Mr. Bseiso compared the Palestinian Labour Law to similar laws in Arab countries, such as Egypt, Jordan and Arabian Gulf states, and in foreign countries, namely England and Japan. He stated that certain provisions under the Palestinian Labour Law are defective and short. In relation to Article (1), Mr. Beseiso commented that a permanent medical committee, which comprises several competent, specialised physicians, is not in place around the year. Contrary to provision of Article (3), a decision or regulation on domestic workers has not been developed or issued forth yet. Pursuant to Article (17), the Ministry of Labour is responsible for regulating the labour market and employment of Palestinian workers abroad. However, neither the ministry nor any other body monitors or safeguards interests of Palestinian workers abroad.
Article (27) under the Palestinian Labour Law does not provide how an employment contract should be terminated, nor does it list the contract terms and conditions. It only prescribes that workers under fixed-term contracts will enjoy the same rights and duties of those working with unlimited contracts under similar circumstances. Mr. Bseiso wondered who has the right to assess such similar circumstances?

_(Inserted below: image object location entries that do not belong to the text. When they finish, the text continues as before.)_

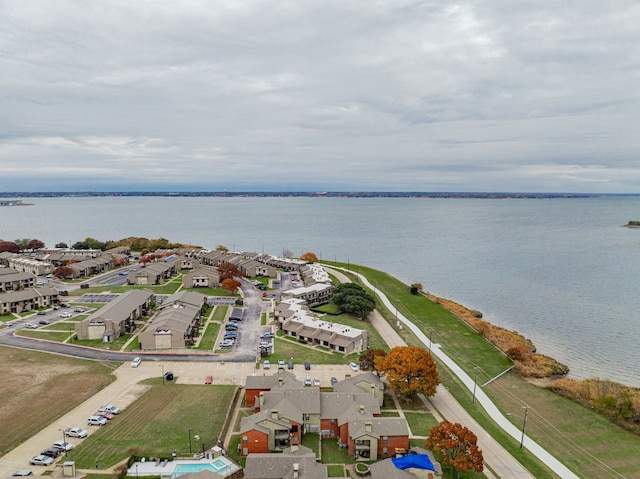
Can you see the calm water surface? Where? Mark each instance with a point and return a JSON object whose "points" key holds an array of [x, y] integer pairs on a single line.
{"points": [[561, 271]]}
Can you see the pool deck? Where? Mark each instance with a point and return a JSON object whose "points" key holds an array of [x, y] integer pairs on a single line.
{"points": [[167, 468]]}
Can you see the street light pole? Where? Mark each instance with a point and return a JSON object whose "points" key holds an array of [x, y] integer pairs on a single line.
{"points": [[475, 382]]}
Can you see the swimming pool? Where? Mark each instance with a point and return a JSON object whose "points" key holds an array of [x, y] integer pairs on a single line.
{"points": [[219, 466]]}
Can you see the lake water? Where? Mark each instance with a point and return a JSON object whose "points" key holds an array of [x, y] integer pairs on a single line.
{"points": [[563, 272]]}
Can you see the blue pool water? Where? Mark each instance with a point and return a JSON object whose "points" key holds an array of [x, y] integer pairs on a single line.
{"points": [[218, 466]]}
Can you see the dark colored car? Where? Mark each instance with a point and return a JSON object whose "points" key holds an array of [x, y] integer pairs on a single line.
{"points": [[51, 452]]}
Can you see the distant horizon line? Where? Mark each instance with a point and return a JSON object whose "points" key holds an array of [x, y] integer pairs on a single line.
{"points": [[351, 194]]}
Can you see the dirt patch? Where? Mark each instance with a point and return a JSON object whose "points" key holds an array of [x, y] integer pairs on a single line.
{"points": [[37, 388]]}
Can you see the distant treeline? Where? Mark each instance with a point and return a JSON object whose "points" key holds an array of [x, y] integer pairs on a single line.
{"points": [[329, 194]]}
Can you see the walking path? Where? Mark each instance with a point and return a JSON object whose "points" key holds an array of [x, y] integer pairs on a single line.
{"points": [[496, 457]]}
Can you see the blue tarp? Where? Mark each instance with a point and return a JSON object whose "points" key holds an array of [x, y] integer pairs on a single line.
{"points": [[420, 461]]}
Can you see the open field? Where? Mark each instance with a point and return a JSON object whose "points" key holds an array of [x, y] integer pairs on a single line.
{"points": [[564, 427], [37, 388], [162, 420]]}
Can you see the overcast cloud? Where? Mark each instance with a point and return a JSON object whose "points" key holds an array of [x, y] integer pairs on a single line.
{"points": [[492, 95]]}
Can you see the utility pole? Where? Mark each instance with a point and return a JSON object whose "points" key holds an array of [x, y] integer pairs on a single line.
{"points": [[475, 382], [524, 423]]}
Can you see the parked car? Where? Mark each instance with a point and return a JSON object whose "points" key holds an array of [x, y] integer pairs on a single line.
{"points": [[51, 452], [110, 408], [96, 421], [64, 446], [41, 460], [75, 432]]}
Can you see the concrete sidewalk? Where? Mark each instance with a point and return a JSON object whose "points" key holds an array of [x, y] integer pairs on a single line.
{"points": [[495, 456]]}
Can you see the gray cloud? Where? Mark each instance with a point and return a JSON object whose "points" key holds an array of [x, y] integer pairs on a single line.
{"points": [[333, 95]]}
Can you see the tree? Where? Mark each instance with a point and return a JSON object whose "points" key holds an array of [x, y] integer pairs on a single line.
{"points": [[309, 257], [230, 284], [22, 243], [63, 272], [409, 370], [229, 271], [9, 246], [367, 360], [35, 244], [353, 298], [457, 447]]}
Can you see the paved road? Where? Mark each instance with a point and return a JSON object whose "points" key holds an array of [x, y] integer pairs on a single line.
{"points": [[508, 468]]}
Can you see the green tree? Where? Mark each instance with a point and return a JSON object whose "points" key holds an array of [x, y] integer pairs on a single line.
{"points": [[353, 298]]}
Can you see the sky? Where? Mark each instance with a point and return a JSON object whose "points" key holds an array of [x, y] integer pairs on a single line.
{"points": [[235, 95]]}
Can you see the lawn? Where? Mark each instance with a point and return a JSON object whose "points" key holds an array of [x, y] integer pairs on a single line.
{"points": [[50, 384], [336, 470], [165, 418], [332, 454], [420, 423], [209, 336]]}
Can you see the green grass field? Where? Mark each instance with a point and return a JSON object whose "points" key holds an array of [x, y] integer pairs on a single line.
{"points": [[160, 421]]}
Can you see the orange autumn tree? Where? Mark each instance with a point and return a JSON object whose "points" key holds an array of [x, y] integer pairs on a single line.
{"points": [[309, 257], [457, 447], [409, 370]]}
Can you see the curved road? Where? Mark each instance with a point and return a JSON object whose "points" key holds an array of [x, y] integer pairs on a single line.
{"points": [[484, 400]]}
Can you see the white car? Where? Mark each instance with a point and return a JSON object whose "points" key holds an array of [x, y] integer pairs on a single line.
{"points": [[62, 445], [75, 432], [96, 421], [41, 460], [109, 408]]}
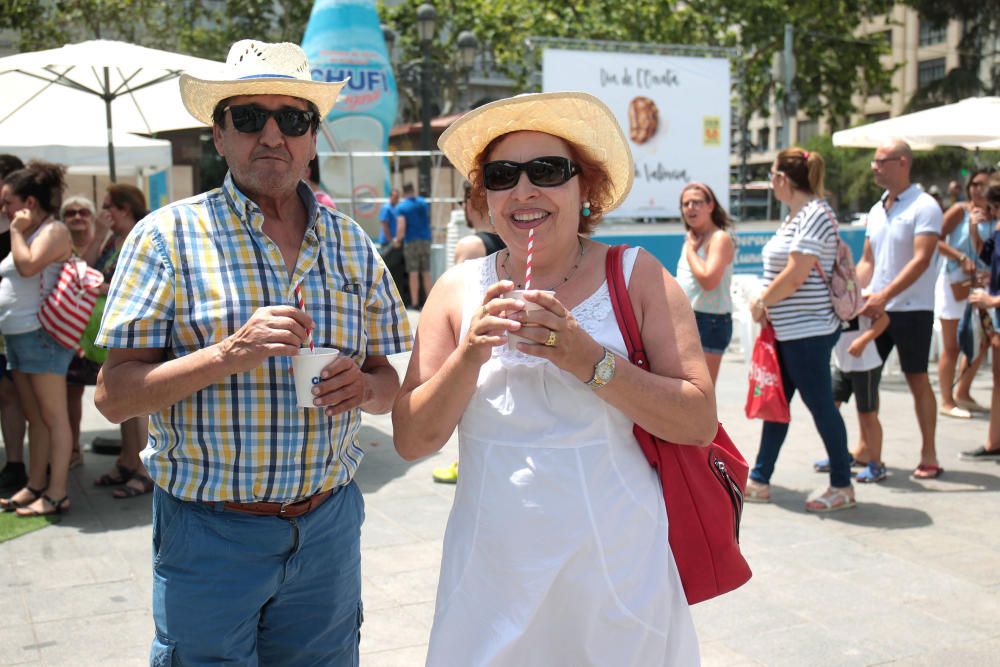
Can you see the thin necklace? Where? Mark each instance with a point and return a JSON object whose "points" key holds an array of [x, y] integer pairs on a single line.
{"points": [[579, 260]]}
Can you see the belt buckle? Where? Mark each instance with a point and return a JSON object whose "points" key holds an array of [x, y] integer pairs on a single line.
{"points": [[284, 506]]}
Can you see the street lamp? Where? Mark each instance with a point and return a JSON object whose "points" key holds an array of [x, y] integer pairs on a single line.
{"points": [[421, 75], [426, 16]]}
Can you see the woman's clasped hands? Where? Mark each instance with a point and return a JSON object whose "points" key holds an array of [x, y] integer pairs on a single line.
{"points": [[551, 330]]}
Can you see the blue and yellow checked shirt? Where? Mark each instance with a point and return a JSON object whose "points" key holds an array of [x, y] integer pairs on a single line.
{"points": [[191, 274]]}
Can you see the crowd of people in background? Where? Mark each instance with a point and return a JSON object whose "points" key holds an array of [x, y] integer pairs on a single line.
{"points": [[906, 233], [41, 393], [918, 264]]}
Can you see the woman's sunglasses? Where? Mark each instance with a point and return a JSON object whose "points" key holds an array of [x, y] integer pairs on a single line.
{"points": [[545, 172], [73, 212], [249, 118]]}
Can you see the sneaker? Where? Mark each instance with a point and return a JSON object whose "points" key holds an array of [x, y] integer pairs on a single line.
{"points": [[447, 474], [823, 465], [981, 454], [13, 477], [873, 472], [832, 500]]}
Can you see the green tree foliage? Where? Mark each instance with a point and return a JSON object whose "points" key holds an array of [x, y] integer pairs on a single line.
{"points": [[980, 25], [189, 26]]}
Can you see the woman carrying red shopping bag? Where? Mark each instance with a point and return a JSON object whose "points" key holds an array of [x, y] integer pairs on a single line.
{"points": [[796, 301]]}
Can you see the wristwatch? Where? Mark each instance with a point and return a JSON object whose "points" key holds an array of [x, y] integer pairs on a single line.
{"points": [[604, 370]]}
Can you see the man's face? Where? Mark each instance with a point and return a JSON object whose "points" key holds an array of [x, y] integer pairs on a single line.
{"points": [[268, 162], [888, 168]]}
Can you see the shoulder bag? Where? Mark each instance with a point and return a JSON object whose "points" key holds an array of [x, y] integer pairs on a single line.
{"points": [[702, 486], [66, 310]]}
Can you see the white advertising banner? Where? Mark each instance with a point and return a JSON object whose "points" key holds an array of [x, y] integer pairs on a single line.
{"points": [[674, 111]]}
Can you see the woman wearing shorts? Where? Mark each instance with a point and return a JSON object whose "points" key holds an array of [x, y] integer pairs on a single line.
{"points": [[966, 226], [39, 245], [705, 270]]}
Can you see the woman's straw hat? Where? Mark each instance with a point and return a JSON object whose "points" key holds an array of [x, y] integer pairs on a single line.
{"points": [[579, 118], [259, 68]]}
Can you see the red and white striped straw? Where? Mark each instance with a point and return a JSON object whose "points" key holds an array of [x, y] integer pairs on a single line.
{"points": [[302, 307], [531, 250]]}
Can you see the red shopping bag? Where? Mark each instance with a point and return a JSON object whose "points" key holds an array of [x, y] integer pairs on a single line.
{"points": [[766, 395]]}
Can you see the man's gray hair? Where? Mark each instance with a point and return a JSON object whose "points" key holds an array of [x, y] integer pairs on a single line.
{"points": [[78, 201]]}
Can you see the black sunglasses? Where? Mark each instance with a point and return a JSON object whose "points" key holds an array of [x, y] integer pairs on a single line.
{"points": [[251, 118], [545, 172]]}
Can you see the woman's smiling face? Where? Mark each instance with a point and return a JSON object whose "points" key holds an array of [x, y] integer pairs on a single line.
{"points": [[553, 212]]}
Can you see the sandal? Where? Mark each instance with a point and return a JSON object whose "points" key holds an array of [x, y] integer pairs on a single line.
{"points": [[124, 474], [130, 491], [927, 471], [58, 507], [9, 504], [832, 500], [757, 492], [823, 465]]}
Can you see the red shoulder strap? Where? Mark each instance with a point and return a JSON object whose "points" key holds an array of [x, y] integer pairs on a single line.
{"points": [[622, 304]]}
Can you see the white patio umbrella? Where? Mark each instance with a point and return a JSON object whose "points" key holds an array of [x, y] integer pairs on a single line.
{"points": [[120, 86], [972, 123]]}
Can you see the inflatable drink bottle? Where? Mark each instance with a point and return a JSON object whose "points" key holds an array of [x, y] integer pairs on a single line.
{"points": [[344, 39]]}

Article (41) under the said Law provides that “[t]he employer may terminate the employment contract for technical reasons or due to a loss that necessitates the reduction of the number of workers, provided that the worker maintains his or her right to a notice period reimbursement and end of service remuneration, on condition that the Ministry is notified thereof.” Mr. Bseiso stated that this Article is vague. Given the different nature of technical employment, this provision does not explain how “technical reasons” can be established, nor does it identify technical experts who are capable of determining them. Furthermore, it does show how, and by whom, “loss” is detected. According to Mr. Bseiso, if the objective is to reduce the number of employees, and consequently the amount of salaries paid, the payroll as a whole would better be reduced by, say, 20 percent. This was the case in the many financial crises we have seen.
In conclusion, Mr. Bseiso made some proposals and recommendations. In the first place, the Palestinian Labour Law should be reviewed to ensure clearer provisions as well as summary adjudication and execution. Since employers are in the powerful position, employees should be better protected. Employers should also be obliged to insure workers against work accidents.
In the ensuing discussion, lawyers made significant interventions and raised questions that reflected their awareness and interest in the topic. Mrs. Lina Al- Tounisi extended thanks and gratitude of both IoL and Birzeit University to the speaker and audience for their effective participation and debate in the legal encounter.